Mihalik-Thompson Stadium
- Interactive map of Mihalik-Thompson Stadium
- Former names: N. Kerr Thompson Stadium
- Location: Slippery Rock, Pennsylvania, U.S.
- Coordinates: 41°03′48″N 80°02′15″W﻿ / ﻿41.0633°N 80.0375°W
- Owner: Slippery Rock University
- Operator: Slippery Rock University Athletics
- Capacity: 10,000
- Surface: AstroPlay
- Current use: Field hockey, football, lacrosse, soccer

Construction
- Opened: 1974

Tenant
- Pittsburgh Passion (2025–present);

Website
- rockathletics.com/facilities/mihalik-thompson-stadium/7

= Mihalik-Thompson Stadium =

Stadium in Slippery Rock, Pennsylvania

Mihalik-Thompson Stadium is a stadium in Slippery Rock, Pennsylvania at Slippery Rock University. The facility includes Bob DiSpirito field, William Lenox Track, Gail Rose stadium Lodge and the Jerry Bujbel weight training facility.

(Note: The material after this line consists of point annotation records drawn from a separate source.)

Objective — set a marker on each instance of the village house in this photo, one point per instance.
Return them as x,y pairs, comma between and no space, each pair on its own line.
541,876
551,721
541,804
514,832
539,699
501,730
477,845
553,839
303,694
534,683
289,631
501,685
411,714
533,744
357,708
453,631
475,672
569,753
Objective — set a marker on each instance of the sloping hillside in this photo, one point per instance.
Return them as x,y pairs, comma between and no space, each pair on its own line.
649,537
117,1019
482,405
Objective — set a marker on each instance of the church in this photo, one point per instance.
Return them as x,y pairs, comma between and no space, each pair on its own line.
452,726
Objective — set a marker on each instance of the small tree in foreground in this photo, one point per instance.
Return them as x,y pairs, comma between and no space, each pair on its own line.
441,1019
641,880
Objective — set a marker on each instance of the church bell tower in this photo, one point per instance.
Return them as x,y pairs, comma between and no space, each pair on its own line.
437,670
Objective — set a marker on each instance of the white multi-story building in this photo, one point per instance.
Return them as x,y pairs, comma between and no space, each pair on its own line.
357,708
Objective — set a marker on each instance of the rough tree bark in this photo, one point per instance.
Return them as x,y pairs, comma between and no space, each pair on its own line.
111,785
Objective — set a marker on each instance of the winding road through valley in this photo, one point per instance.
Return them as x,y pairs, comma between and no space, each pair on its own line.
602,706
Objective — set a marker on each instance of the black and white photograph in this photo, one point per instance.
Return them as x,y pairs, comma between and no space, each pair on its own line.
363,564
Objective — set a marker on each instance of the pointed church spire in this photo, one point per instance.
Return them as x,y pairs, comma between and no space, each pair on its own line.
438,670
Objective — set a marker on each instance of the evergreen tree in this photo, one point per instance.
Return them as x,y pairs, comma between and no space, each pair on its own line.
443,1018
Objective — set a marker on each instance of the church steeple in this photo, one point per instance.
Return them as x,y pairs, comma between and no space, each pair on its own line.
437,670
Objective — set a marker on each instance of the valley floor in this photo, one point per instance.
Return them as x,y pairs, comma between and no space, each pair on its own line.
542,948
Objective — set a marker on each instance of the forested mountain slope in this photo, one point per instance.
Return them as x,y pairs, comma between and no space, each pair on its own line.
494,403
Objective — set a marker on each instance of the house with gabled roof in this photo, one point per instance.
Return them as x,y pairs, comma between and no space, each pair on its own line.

The stadium is primarily used for NCAA Division II sports including football, field hockey, lacrosse, soccer, and track and field. The facility is the home field of the Slippery Rock University of Pennsylvania. The stadium was built in 1974 and has a capacity of 10,000. In the fall of 2003, Bob DiSpirito field was changed from grass to AstroPlay and lights were added to the facility.

Old Thompson Stadium was the home for Slippery Rock's football team prior to the Mihalik-Thompson Stadium's completion in 1974.